Building materials company Boral is planning to cut 700 jobs from all levels of the company to reduce costs.
New chief executive Mike Kane says his 100-day operation review identified high overhead costs which the company cannot afford during tougher economic conditions.
Boral says 700 staff will go from functional, support and management positions, with 200 of those redundancies having already occurred late last year, and the rest expected to be completed by March.
The company says the affected employees will receive redundancy payments and outplacement services to assist them in finding another job.
Boral says the changes should save the company around $90 million a year, with around $37 million of savings in the current financial year.
Mr Kane says the changes should not affect customer service, as the redundancies are concentrated in back office, managerial and support activities.
"I've been looking for ways to enable Boral to be more responsive to our external markets and customers, and to ensure Boral remains competitive at a time when the building and construction sector is facing serious challenges, especially in Australia," he said.
Mr Kane says doing nothing was not a serious alternative, with shareholders unhappy about a recent cut in dividends.
"Doing nothing would have been tragic for Boral and tragic for the business," he argued.
"I think there's an expectation in the marketplace that Boral address its problems - we're trying to address those problems.
"I said we would look at capacity rationalisation, and we closed Warren Ponds.
I said we would look at overheads and overhead costs, and we've announced redundancies." Several of the departures are taking place at the senior executive level, with cement division manager Mike Beardsell, building products manager Bryan Tisher and human resources director Robin Town all leaving the company.
Boral expects to cut around 1,000 jobs in total from the company during the current financial year due to restructuring and outsourcing.
At the company's AGM in November, its chairman Bob Every said the firm had already shed around 800 workers from its building products division in the 2012 financial year - around 23 per cent of its workforce in that division.
Mr Kane says the latest announcement should spell the end of major job shedding at the firm.

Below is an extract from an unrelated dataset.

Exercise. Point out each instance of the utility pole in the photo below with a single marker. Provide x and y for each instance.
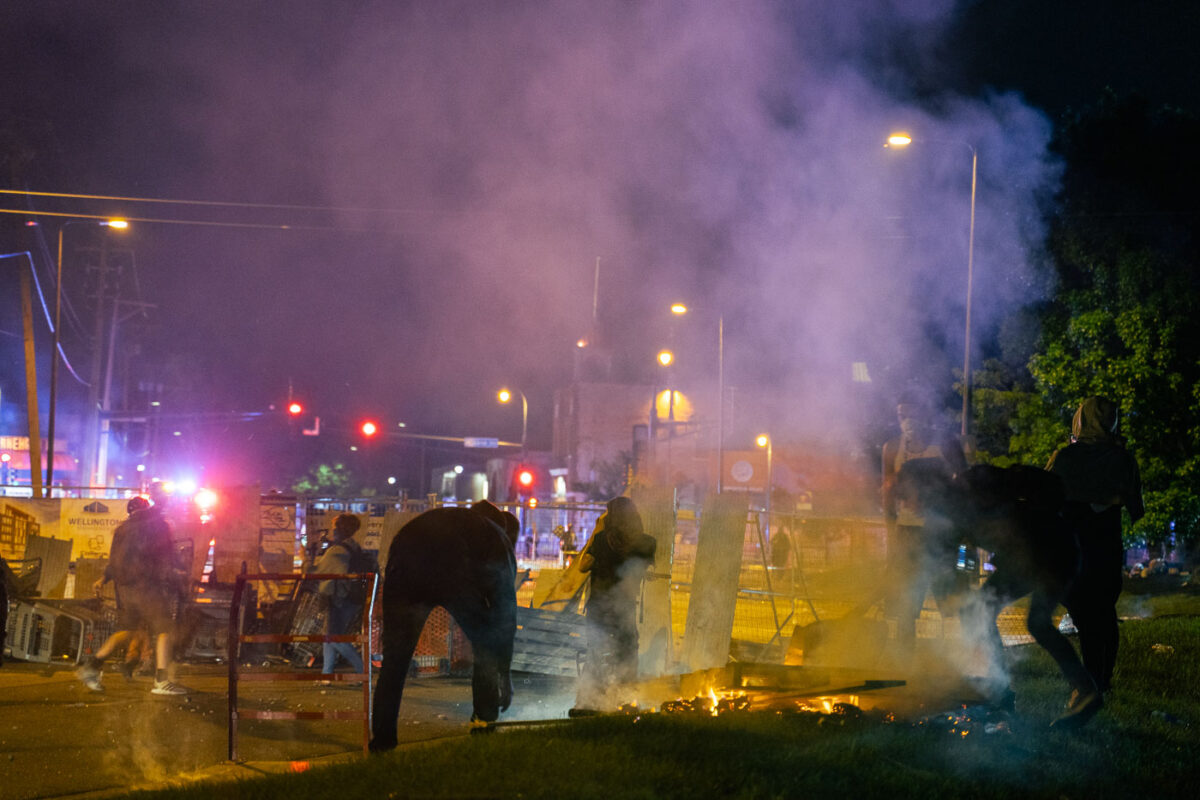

"We've made the cuts that we want to make," he said.
"There could be ones and twos here and there as we go through the shakeout process, but they won't be significant or of this magnitude." However, the union representing many Boral workers says it is unhappy about the lack of consultation over the job losses.
Australian Workers' Union national secretary Paul Howes says Boral needs to spell out exactly which jobs will go.
"We're very disappointed the company unilaterally made this decision this morning, without any consultation, without any negotiations," he said.
"You have thousands of Boral workers across the country scratching their heads wondering if they are the ones that are going to be targetted.
"It is being done this way to lead to a bump in the share price in the share market, and they have been successful in that regard." Boral shares had jumped almost 10 per cent to $4.77 by 12:38pm (AEDT) after the announcement.